Scientists have only thoroughly evaluated some 1,000 types of venom from the estimated 100,000 known types of venomous animals in the world.
And they close the WH tours for kids, can be added to a plethera of criminal goings on in thier government
Well, I’m actually not opposed to this one. Research grants aren’t always a bad thing, and as another poster pointed out, there is a lot of potential upside to this particular area of research. The venom of the cone snail, for example, has shown tremendous potential for a wide range of medicines, including the already in use ziconotide.
I would agree that it would been have been better if private funding had paid for this. Thing is, the private sector isn’t always interested in projects like this. Sometimes research doesn’t have a commerical payoff, but it is still worth pursuing. The physics work done at, say, the Fermi Labs might not have a commercial payoff, but I sure think it is worth having.
What....no more money for cow farts? Oh the huge manatee. /sarc
Forget it. This place never reads articles and everything the government does is evil.

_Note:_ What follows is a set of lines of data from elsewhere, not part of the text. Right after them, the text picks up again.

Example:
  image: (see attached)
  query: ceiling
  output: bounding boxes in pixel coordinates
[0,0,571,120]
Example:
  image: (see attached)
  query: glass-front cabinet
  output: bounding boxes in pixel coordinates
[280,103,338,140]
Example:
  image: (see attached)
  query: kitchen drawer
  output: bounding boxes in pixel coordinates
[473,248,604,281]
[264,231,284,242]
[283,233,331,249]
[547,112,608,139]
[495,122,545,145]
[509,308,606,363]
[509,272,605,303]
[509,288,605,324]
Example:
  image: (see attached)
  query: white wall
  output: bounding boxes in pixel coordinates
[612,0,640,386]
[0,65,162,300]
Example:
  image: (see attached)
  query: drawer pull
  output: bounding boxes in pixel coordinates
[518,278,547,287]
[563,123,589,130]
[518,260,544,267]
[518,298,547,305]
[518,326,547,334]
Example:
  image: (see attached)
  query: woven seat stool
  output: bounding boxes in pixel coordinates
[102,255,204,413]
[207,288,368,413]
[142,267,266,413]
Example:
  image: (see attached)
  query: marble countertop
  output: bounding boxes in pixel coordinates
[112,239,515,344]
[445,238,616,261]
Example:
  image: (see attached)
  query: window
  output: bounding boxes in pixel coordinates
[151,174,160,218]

This study makes a heckofalot more sense than most of the gov’t funding these days.
Not only is this research relevant, but all of that money trickles down to help high-tech industries stay in business and pays salaries that keep local businesses going. It isn’t like it gets sent to line the pockets of obama’s friends or used to study why lesbians are fat.
CNS News is off base portraying this as wasteful spending - they should focus on research grants given to find why 75% of lesbians are obese - that’s wasteful spending.